Castro, contemptuous, staring straight away, nodded impatiently.
“But this gentleman you are so devoted to is going to England—to his friends.”
Castro’s arms shook under the mantle falling all round him straight from the neck. His whole body seemed convulsed. From his puckered dark lips issued a fiendish and derisive squeal.
“Let his friends beware, then. Por Dios! Let them beware. Let them pray and fast, and beg the intercession of the saints. Ha! ha! ha!...”
Nothing could have been more unlike his saturnine self-centred truculence of restraint. He impressed me; and even Sebright’s steady, cool eyes grew perceptibly larger before this sarcastic fury. Castro choked; the rusty, black folds encircling him shook and heaved. Unexpectedly he thrust out in front of the cloak one yellow, dirty little hand, side by side with the bright end of his fixed blade.
“What do I hear? To England! Going to England! Ha! Then let him hasten there straight! Let him go straight there, I say—I, Tomas Castro!”

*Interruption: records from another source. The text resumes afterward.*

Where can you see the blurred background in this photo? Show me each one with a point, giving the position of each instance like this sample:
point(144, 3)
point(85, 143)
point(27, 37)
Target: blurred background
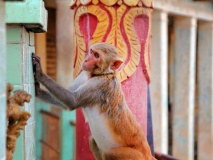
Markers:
point(181, 87)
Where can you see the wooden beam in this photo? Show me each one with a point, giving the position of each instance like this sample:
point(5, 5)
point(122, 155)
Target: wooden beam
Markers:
point(184, 88)
point(205, 91)
point(159, 83)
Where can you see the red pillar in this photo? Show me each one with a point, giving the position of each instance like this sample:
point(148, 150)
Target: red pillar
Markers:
point(125, 24)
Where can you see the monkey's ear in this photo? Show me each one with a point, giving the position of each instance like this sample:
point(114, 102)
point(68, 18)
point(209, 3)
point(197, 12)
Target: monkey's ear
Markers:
point(116, 64)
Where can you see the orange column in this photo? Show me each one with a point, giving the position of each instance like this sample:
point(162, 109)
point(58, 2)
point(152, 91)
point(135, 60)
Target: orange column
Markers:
point(125, 24)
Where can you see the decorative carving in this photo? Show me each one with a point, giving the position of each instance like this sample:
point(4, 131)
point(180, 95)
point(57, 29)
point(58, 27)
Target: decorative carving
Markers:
point(147, 3)
point(117, 26)
point(16, 118)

He lowered his tone to impress us more, and the point of the knife, as it were an emphatic forefinger, tapped the open palm forcibly. Did we think that a man was not already riding along the coast to Havana on a fast mule?—the very best mule from the stables of Don Balthasar himself—that murdered saint. The Captain-General had no such mules. His late excellency owned a sugar estate halfway between Rio Medio and Havana, and a relay of riding mules was kept there for quickness when His Excellency of holy memory found occasion to write his commands to the capital. The news of our escape would reach the Juez next day at the latest. Manuel would take care of that—unless he were drowned. But he could swim like a fish. Malediction!
“I cried out to you to kill!” he addressed me directly; “with all my soul I cried. And why? Because he had seen you and the senorita, too, alas! He should have been made dumb—made dumb with your pistol, Señor, since those two stupid English mariners were too much for an old man like me. Manuel should have been made dumb—dumb forever, I say. What mattered he—that gutter-born offspring of an evil Gitana, whom I have seen, Señor! I, myself, have seen her in the days of my adversity in Madrid, Señor—a red flower behind the ear, clad in rags that did not cover all her naked skin, looking on while they fought for her with knives in a wine-shop full of beggars and thieves. Si, senor. That’s his mother. Improvisador—politico—capataz. Ha.... Dirt!”